I remember a while back when I didn’t have a car due do unexpected circumstances that I began to believe God for a miracle. A part of the manifestation of that miracle was for me to start being a person who gave money away. Inevitably I received a car from a very lovely lady indeed.
Today I have a deeper revelation about what generosity is and it’s changing my life.
For the past year we have been in a situation that our finances haven’t been enough to cover our expenses and we have been vulnerable and put in a situation of helplessness. In this time I have learnt to be a receiver and have been receiving gladly. I’m not talking about being an ungratefully selfish taker but a receiver with a thankful heart.

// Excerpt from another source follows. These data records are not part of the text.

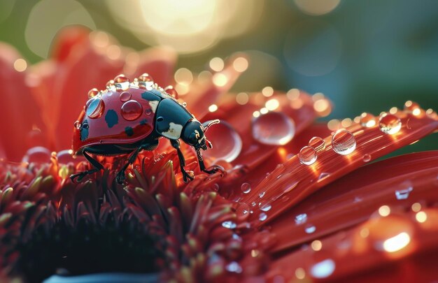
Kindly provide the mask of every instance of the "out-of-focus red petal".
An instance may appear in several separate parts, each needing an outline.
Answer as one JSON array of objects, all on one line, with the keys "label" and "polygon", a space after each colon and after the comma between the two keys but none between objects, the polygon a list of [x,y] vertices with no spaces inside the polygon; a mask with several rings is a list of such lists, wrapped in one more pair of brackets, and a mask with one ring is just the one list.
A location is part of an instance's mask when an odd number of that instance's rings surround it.
[{"label": "out-of-focus red petal", "polygon": [[42,126],[40,110],[25,83],[26,71],[14,68],[14,63],[22,58],[13,47],[0,43],[0,140],[12,161],[20,160],[26,152],[32,127]]},{"label": "out-of-focus red petal", "polygon": [[[414,203],[437,202],[437,177],[438,151],[407,154],[364,166],[274,220],[270,226],[277,242],[273,252],[365,222],[381,205],[409,210]],[[301,221],[295,218],[299,215]],[[309,227],[316,229],[308,233]]]},{"label": "out-of-focus red petal", "polygon": [[[353,134],[356,143],[356,148],[351,153],[341,155],[335,152],[332,137],[327,137],[325,148],[318,152],[315,163],[304,165],[300,164],[298,156],[293,157],[274,170],[250,194],[243,196],[243,201],[246,203],[257,204],[262,201],[269,203],[272,209],[262,212],[262,218],[266,222],[274,220],[330,182],[370,160],[421,138],[438,127],[438,120],[425,115],[424,111],[417,116],[407,111],[399,111],[396,115],[402,123],[397,133],[385,133],[379,125],[367,128],[355,124],[347,129]],[[287,198],[288,201],[278,199],[283,198]],[[254,213],[251,217],[257,217],[259,214]]]},{"label": "out-of-focus red petal", "polygon": [[133,52],[126,58],[126,68],[128,70],[126,75],[134,78],[147,73],[155,82],[164,87],[172,81],[171,75],[177,59],[176,52],[169,48],[152,48],[138,54]]}]

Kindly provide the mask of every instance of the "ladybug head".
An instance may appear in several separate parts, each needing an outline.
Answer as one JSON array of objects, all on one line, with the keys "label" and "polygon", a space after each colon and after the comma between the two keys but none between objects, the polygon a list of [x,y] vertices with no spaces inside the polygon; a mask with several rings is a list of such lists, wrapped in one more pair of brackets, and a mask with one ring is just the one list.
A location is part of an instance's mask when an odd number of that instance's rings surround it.
[{"label": "ladybug head", "polygon": [[211,148],[213,146],[211,143],[206,138],[204,133],[211,125],[218,123],[219,123],[218,119],[206,122],[204,124],[195,119],[191,120],[184,126],[181,138],[185,143],[194,147],[197,150],[200,149],[206,150],[207,147]]}]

Most of my life I have seen myself as one who is like a camel in the desert just wondering from one water hole to the next but that is not God’s plan for me!!! I am to walk in the abundance and the abundance has been showering down on me like I’ve never before experienced in my life.
Today as I went to pay for my chi latte and egg and bacon roll it had been paid for…… AGAIN!!!! This has been happening to me for the past month!!! The shower of blessing has been coming my way and I am ever grateful every time that it happens. But guess what??? I tried to do the same to at least three people today and they refused.
What is wrong with you people????? Don’t you realise that this shower of blessing that is on my life is amazing???
This is when I suddenly realised that as a person who has been receiving at lot lately that I had to overcome much shame. I’ve had to realise The love of God and there is nothing that I can do that will make God love me any more then he does right now. I had to put aside my pride and just accept that I am a person who has needs. I also now can see that my giving has changed.
When I give now I am giving from the experience that has come upon me and I just want to share indiscriminately and joyfully. I feel that my giving is because I have been given to and I don’t have any bragging rights with that.
Anyway, I haven’t had time to really mull this thought over but I know that I’m on to something…….just learn to receive as I believe that it will make you a much more compassionate giver…amen.